Décalage - Volonté colonisatrice des USA, par Patrice C.
Décalage
La volonté colonisatrice des USA
L'hégémonie
américaine n'est plus à démontrer, sauf à ce que ce soit eux-mêmes qui
relancent le sujet, ce dont ils ne se privent pas. Trop inquiets qu'ils sont
que cela leur échappe, ils maintiennent la pression de leur présence tous
azimuts. Qu'importe ce que cela puisse leur coûter, il leur faut être présent,
il leur faut exister. Leur profit se joue à long terme et leur volonté est
inaltérable.
Le
monde entier a depuis longtemps pu constater, avant de le comprendre, que la
présence américaine n'avait bien sûr rien de désintéressée. Une nation "riche" de quelques petites
centaines d'années se trouve bien dépourvue d'histoire face au reste du monde.
La richesse dont s'enorgueillissent et que construisent les Etats-Unis n'a pour
raison d'être que d'acquérir — à défaut
d'en hériter — cette part d'histoire qui constitue un capital sur lequel se
bâtit une nation. Il faut donc, par défaut, acheter ou s'approprier l'histoire
contemporaine.
Faisant
argent de tout bois et quelquefois de tout feu, leur consolidation historique
se perpétue. Suivant le principe, par eux promulgué, que tout a un prix, y
compris le temps qui passe, et que toute création n'a pour finalité que d'être
profitable à la nation, l'investissement globalise tout autant les actes, les
faits et le langage. Le merveilleux livre de Claude Hagège, Contre la pensée unique(*), est à ce sujet une mine d'or à lui
seul.
Le
profit nécessaire, ou voulu comme tel, est considéré comme valeur
d'investissement à long terme et relève de la précaution et de la crainte de
manquer à l'avenir comme on a manqué dans l'Histoire.
Faible sur ses fondations, on ne peut se permettre de rater un épisode, fut-il
historique et susceptible de profiter. Tout devenant spéculation, tout événement
est donc potentiellement objet de profit et requiert donc votre présence. Foin
d'analyses et de précautions psychologiques, il faut parer au plus pressé et
"azimuter" les actions. Le
confort psychologique viendra après. D'ailleurs on l'achètera…
Volonté
donc hégémonique, mais aussi constitution d'un capital historique, culturel, et
appel à la participation de la population sous forme de patriotisme spontané et
entretenu, car il ne faut pas laisser refroidir les ardeurs suscitées et
intéressées profitables à la nation tout entière.
Il en
va ainsi de la présence et de l'innovation qui peuvent même employer les
chemins les plus surprenants de la création que l'on qualifiera à coup sûr de nouveauté. Une nouveauté qui ne sera
rien de plus que de l'audace, car seul paie le pari sur l'avenir. C'est ainsi
qu'émergent des limbes de la création, mais plus sûrement de l'audace et de
l'ambition, des curiosités quelquefois exotiques. Elles relèvent de la novation
et de l'originalité, car il faut aussi investir le secteur de la nouveauté et de la témérité.
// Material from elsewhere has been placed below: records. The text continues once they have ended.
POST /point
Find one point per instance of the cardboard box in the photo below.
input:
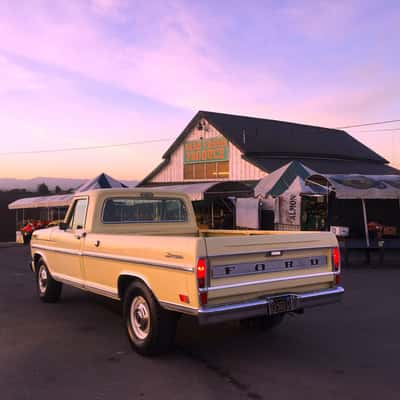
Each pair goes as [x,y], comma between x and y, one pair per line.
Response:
[389,231]
[342,231]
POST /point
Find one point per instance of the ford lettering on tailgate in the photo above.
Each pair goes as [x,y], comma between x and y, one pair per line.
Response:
[224,271]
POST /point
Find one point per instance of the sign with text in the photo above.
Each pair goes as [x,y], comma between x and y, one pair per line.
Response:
[206,150]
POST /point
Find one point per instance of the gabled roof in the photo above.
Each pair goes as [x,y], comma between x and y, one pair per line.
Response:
[264,140]
[279,138]
[102,181]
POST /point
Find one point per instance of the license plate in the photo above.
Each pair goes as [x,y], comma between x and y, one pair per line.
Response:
[279,305]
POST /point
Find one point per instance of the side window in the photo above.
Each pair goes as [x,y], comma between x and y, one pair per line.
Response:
[78,216]
[131,210]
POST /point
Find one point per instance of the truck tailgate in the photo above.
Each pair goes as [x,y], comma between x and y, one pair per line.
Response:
[246,266]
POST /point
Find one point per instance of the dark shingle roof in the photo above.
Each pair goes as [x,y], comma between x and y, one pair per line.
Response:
[278,138]
[267,142]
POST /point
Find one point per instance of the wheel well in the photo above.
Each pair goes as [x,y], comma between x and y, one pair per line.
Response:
[125,280]
[36,259]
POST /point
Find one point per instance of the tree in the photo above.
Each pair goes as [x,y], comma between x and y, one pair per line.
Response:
[43,189]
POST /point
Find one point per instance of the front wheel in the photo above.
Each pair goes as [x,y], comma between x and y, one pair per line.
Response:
[150,329]
[49,290]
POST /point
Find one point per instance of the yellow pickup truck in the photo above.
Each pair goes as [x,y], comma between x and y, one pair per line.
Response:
[145,249]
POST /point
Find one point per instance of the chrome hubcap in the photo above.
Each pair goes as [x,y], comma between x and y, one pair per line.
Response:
[42,275]
[140,317]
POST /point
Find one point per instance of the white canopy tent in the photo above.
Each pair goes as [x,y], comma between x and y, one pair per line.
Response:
[362,187]
[101,181]
[355,186]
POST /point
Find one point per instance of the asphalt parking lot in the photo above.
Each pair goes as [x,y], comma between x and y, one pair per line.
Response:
[77,349]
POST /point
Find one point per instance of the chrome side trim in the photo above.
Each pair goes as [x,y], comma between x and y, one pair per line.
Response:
[78,283]
[283,251]
[102,290]
[57,249]
[178,308]
[151,263]
[270,280]
[260,307]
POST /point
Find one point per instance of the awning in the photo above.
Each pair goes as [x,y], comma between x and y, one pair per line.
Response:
[42,201]
[280,180]
[199,191]
[354,186]
[102,181]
"Osez, osez, il en restera toujours quelque
chose !" Ce quelque chose que l'on met bien sûr à profit. En fait, les
Etats-Unis ne sont pas un pays de créateurs mais d'investisseurs, de placiers.
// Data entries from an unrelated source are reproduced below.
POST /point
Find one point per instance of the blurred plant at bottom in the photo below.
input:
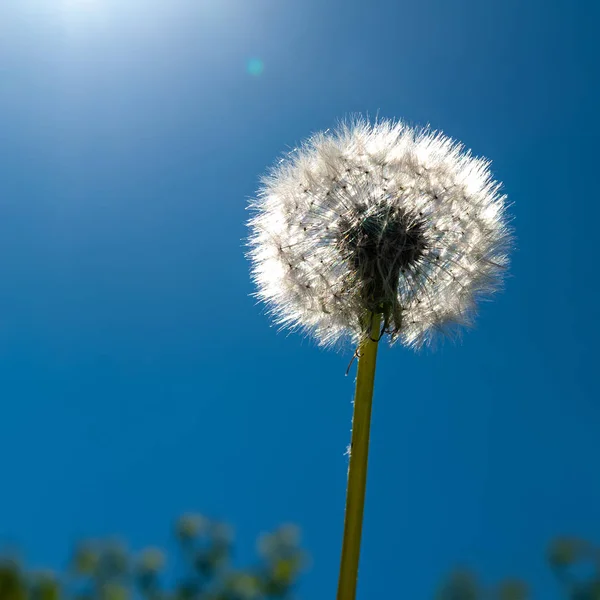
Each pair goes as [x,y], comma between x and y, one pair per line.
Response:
[201,570]
[574,562]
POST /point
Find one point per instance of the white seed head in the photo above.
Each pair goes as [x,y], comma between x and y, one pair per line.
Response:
[378,217]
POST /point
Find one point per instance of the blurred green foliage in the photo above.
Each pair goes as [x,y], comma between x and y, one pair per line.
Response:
[574,562]
[201,570]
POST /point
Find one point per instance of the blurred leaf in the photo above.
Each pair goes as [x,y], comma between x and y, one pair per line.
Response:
[565,551]
[462,585]
[513,590]
[11,584]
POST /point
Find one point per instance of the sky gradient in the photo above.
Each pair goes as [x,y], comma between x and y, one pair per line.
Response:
[139,379]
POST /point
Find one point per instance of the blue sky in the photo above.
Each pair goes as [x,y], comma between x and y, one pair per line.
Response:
[138,378]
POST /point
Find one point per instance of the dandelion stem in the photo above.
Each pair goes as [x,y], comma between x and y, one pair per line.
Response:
[357,470]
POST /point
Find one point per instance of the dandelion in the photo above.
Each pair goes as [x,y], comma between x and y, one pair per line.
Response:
[376,229]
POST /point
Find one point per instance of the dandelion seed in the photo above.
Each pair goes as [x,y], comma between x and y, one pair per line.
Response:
[378,218]
[376,229]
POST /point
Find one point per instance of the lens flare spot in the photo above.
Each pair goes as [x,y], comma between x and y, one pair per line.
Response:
[255,67]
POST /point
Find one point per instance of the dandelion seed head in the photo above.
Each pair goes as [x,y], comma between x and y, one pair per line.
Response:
[378,217]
Il ne s'agit pas là d'aventure. Ou alors spéculative.
Ils
nous considèrent avec attendrissement comme des êtres exotiques dans leur
passéisme et leur culte de la culture. De cette culture qu'ils n'ont pas,
qu'ils n'ont pas le temps d'investir sous peine de perdre du temps, donc de l'argent.
Finalement,
de part et d'autre de l'Atlantique, deux civilisations s'observent avec
affection et parfois condescendance. Cela n'est pas méchant.
Patrice
C.
Claude Hagège, Contre la pensée unique, Ed. Odile Jacob, Paris, 2012.